A number of other websites offer similar concepts- Handheld Shows keeps it a little more private and a little bit more performance-based while La Blogotheque takes bands outside of even the privacy afforded by a cab and puts them right in the middle of public parks, commuter trains, busy roadways and the like. I think the explosion of these sorts of public performance websites and video services are probably the result of two things:
1. An indie love for all things ironic and mildly awkward and,
2. A desire to overturn the North American tendency to privatize and dissociate music, art and creative activities from the public sphere
Its probably pretty clear which of these options I'm more inclined to believe. Cultural Studies students love giving meaning to things that don't really have any. I don't think it's any mistake that the vast majority of these services are based in Europe. La Blogotheque (my favorite of the sites mentioned so far-their photography is beautiful) sets most of its "Concerts a Emporter" in the heart of Paris, Just So Films uses the London Black Cab as its studio and Handheld Shows is based in Norway. Most places outside of North America (and certain pockets of North America) have a long and storied history of making music a public, collectivizing experience. The east coast of Canada is infamous for its musical house parties, Central and South America incorporate music into the backdrop of every day life, and in Europe, music has long been a means of story-telling, as well as a site of community rituals and experience. In these kids of communities, music is less a form of performance that it is just a part of a larger landscape of social interaction. There's a great moment in the Noah and the Whale Blogotheque session where an old Parisian man just joins in the singing as he passes the band on the street that illustrates this sort of ease and comfort with music beautifully. In a lot of places around the world, music isn't public by chance or perversion, but by necessity. North America, though, approaches performance much differently. Art is housed in galleries, music is performed on stages inside elaborate concert halls or dive bars, dancing is reserved for ornate staged productions. Art and the pleasure we derive from it is an experience very much separate from every day life for many North Americans.
I think this is why it's so exciting to watch these "take-away shows." While still based on performativity and the exhibition of a particular cultural product, they take leaps and bounds towards troubling and questioning the line between private creative effort and public engagement with that creative effort. There's nothing stopping someone singing along on the street, nothing to stop a passer-by walk directly through a shot. This is performance, but situated deeply in the grand, complex and expansive performance of daily rituals- walking the dog, taking the train, buying the groceries. I watch these sessions and come away stupidly inspired. I want to stumble upon people making music for the sake of making music. I want to find a fun fiddle line on the train, a gorgeous harmony in the park, a catchy hook as I walk through downtown. There's something so magical about making music an integral part of our daily rituals that simply cannot be reproduced by ritualizing the performance of music in itself.
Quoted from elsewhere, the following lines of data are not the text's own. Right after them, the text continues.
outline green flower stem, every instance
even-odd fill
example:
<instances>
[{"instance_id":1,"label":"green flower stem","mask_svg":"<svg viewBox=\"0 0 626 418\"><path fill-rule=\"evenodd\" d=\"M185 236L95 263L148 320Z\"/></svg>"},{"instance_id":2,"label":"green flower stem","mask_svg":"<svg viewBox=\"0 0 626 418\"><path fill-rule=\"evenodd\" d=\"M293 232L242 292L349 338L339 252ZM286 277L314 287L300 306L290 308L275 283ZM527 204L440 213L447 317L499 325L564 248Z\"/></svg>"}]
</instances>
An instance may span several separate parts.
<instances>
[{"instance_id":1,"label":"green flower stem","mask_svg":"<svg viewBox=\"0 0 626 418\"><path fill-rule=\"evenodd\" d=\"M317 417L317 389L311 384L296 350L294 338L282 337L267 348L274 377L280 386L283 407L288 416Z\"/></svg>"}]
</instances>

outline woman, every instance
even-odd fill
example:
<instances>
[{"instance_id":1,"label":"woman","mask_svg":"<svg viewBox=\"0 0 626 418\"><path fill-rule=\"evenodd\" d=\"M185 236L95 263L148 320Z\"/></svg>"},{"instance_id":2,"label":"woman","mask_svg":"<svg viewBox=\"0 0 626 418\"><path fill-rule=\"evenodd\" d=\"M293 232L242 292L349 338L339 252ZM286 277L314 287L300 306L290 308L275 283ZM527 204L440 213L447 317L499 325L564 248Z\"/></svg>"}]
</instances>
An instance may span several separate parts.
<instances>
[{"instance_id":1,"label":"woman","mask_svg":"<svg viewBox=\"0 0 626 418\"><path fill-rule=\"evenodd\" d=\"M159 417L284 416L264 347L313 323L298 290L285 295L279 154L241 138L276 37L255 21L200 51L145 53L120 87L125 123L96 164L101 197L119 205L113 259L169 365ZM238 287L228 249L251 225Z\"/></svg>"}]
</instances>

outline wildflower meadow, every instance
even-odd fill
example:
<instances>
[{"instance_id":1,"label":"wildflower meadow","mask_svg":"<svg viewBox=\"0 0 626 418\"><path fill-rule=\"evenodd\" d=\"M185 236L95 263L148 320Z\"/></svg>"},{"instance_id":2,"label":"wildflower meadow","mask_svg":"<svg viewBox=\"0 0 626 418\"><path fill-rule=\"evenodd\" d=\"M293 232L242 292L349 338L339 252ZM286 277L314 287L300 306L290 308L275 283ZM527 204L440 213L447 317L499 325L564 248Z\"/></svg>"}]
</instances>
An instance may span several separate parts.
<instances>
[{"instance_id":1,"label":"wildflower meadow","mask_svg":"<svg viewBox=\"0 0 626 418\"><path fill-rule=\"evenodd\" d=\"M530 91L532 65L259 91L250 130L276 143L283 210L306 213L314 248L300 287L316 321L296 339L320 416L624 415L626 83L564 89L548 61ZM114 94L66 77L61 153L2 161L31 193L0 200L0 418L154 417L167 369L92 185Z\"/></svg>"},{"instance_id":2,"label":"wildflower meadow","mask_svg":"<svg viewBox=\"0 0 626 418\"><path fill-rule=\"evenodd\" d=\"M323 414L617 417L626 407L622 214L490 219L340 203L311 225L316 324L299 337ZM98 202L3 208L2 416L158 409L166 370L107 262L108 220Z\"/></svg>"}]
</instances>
Taking a cue from these wonderful sites, me and some friends were on a bus returning to campus after a few refreshments a week or so ago, and decided that we were going to sing and make music because it felt good. And it did. It felt so awesome, especially when people around us were bobbing along, singing quietly to themselves, trying to hide the fact that they were enjoying it. This experience threw into stark relief something fundamental about North American views on performance and creation. When I see a woman coyly singing along on the bus, I see someone wanting to overturn the tradition of privatized performance we've established on this continent. When I watch the Noah and the Whale Blogotheque session and see the old man boisterously join in the singing, despite not knowing a single word of the song, I see this desire realized.
I propose putting the magic back in music. Music shouldn't have to be performed to be experienced. Music should be a part of lived experience that we can't abstract from everyday rituals and duties. Sing with friends on the street, make music with as many people as you can, try to participate instead of always being an observer of a "legitimate" performance. The world will sound better, feel better and (with any luck) get along better, too.